Hi,

Using StreamingFileSink is not a convenient option for production use for
us as it doesn't support s3*. I could use StreamingFileSink just to verify,
but I don't see much point in doing so. Please consider my previous comment:

> I realized that BucketingSink must not play any role in this problem.
This is because only when the 24-hour window triggers, BucketingSink gets a
burst of input. Around the state restoring point (middle of the day) it
doesn't get any input, so it can't lose anything either (right?).

I could also use a kafka sink instead, but I can't imagine how there could
be any difference. It's very real that the sink doesn't get any input for a
long time until the 24-hour window closes, and then it quickly writes out
everything because it's not that much data eventually for the distinct
values.

Any ideas for debugging what's happening around the savepoint & restoration
time?

*) I actually implemented StreamingFileSink as an alternative sink. This
was before I came to realize that most likely the sink component has
nothing to do with the data loss problem. I tried it with s3n:// path just
to see an exception being thrown. In the source code I indeed then found an
explicit check for the target path scheme to be "hdfs://".

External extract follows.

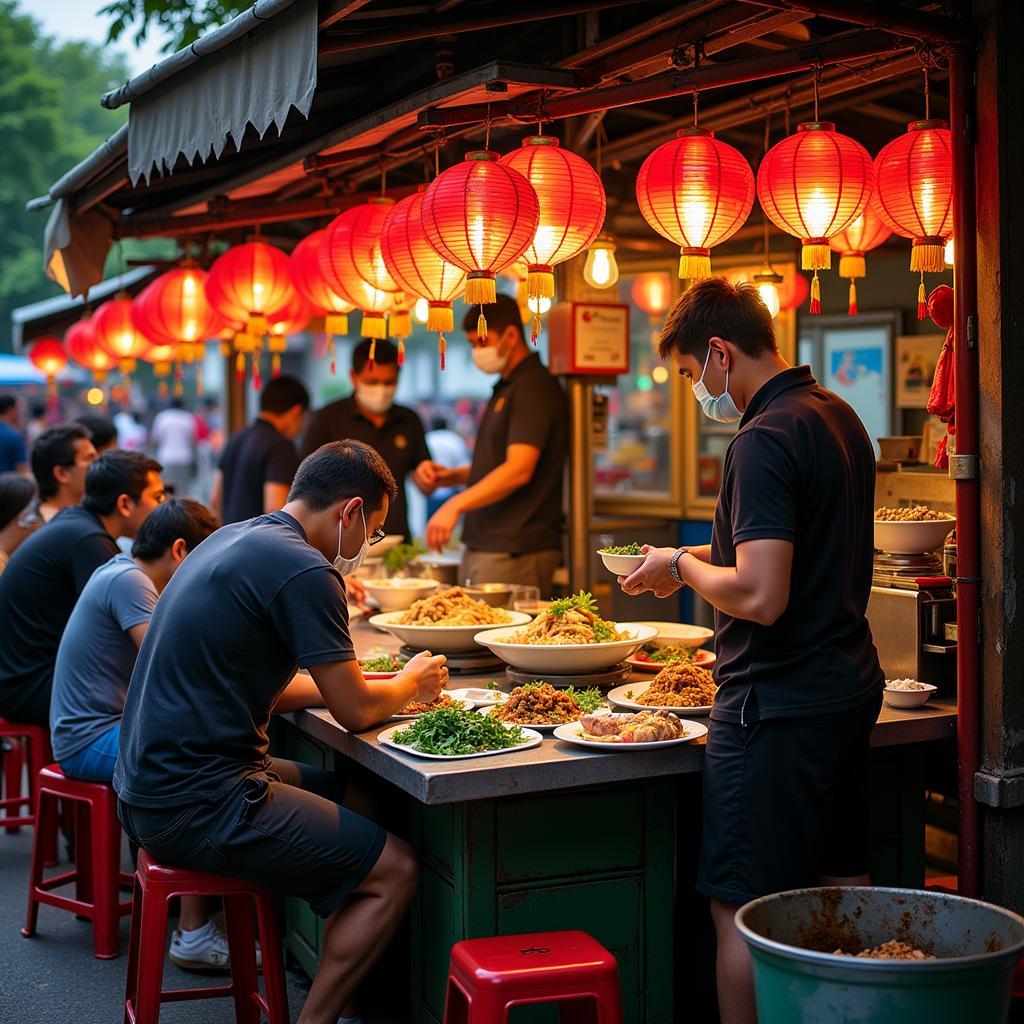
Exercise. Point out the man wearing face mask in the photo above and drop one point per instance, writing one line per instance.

On Fri, Aug 24, 2018 at 7:49 PM Andrey Zagrebin <and...@data-artisans.com>
wrote:

> Ok, I think before further debugging the window reduced state,
> could you try the new ‘StreamingFileSink’ [1] introduced in Flink 1.6.0
> instead of the previous 'BucketingSink’?
>
> Cheers,
> Andrey
>
> [1]
> https://ci.apache.org/projects/flink/flink-docs-stable/dev/connectors/streamfile_sink.html
>
> On 24 Aug 2018, at 18:03, Juho Autio <juho.au...@rovio.com> wrote:
>
> Yes, sorry for my confusing comment. I just meant that it seems like
> there's a bug somewhere now that the output is missing some data.
>
> > I would wait and check the actual output in s3 because it is the main
> result of the job
>
> Yes, and that's what I have already done. There seems to be always some
> data loss with the production data volumes, if the job has been restarted
> on that day.
>
> Would you have any suggestions for how to debug this further?
>
> Many thanks for stepping in.
>
> On Fri, Aug 24, 2018 at 6:37 PM Andrey Zagrebin <and...@data-artisans.com>
> wrote:
>
>> Hi Juho,
>>
>> So it is a per key deduplication job.
>>
>> Yes, I would wait and check the actual output in s3 because it is the
>> main result of the job and
>>
>> > The late data around the time of taking savepoint might be not included
>> into the savepoint but it should be behind the snapshotted offset in Kafka.
>>
>> is not a bug, it is a possible behaviour.
>>
>> The savepoint is a snapshot of the data in transient which is already
>> consumed from Kafka.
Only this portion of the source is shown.